What is the difference between an export promotion agency and a phytosanitary authority?

An export promotion agency focuses on market development, buyer connections, and trade facilitation. A phytosanitary authority, by contrast, certifies that plant-based products meet pest and disease-free requirements for a specific shipment. The two serve entirely different functions, even though both are typically required for formal agricultural export.

Do export promotion agencies help pay for trade fair participation?

Many do, though the extent of support varies by country and programme. Several national agencies subsidise or coordinate national pavilions at major international trade fairs, giving individual exporters a lower-cost route to international buyer exposure than participating independently.

Why does South Africa use export councils instead of one national agency?

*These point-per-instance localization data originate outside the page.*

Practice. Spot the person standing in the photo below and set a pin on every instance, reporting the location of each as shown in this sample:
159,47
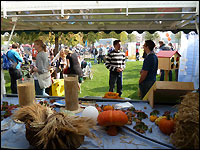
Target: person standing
115,62
149,68
74,66
163,47
42,65
61,63
15,73
100,58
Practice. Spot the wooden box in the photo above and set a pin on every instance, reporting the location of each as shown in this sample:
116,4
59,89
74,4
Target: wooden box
168,60
168,91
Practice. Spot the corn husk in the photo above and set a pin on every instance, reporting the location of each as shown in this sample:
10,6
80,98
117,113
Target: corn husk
48,129
186,134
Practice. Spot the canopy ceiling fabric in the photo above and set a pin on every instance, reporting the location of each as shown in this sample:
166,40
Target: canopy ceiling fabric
107,16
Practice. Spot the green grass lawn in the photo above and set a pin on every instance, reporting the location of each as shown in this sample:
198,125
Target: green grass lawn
100,82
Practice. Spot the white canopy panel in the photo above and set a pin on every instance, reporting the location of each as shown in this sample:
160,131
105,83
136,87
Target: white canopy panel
100,15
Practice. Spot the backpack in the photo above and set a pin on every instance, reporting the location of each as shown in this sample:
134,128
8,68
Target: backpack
8,63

South Africa's model was built around sector-specific representation, with Export Councils, Industry Associations, and Joint Action Groups each focused on a particular economic sector. This allows more specialised support than a single generalist agency, though it means exporters need to identify the specific council relevant to their product category.

Can exporters use another African country's export promotion agency?

Generally no. Export promotion agencies are structured around national mandates and typically only register and support exporters based in their own country. Regional resources, such as the shared trade information portal maintained by Kenya, Tanzania, and Uganda's trade bodies, are an exception worth exploring for cross-border East African trade specifically.

A national export promotion agency is one of the few resources in an exporter's compliance journey that exists purely to help you grow, not just to check a box. Register early, ask what's actually on offer beyond the paperwork, and treat it as a standing relationship — the exporters getting the most value from these agencies are the ones who keep coming back after their first registration visit.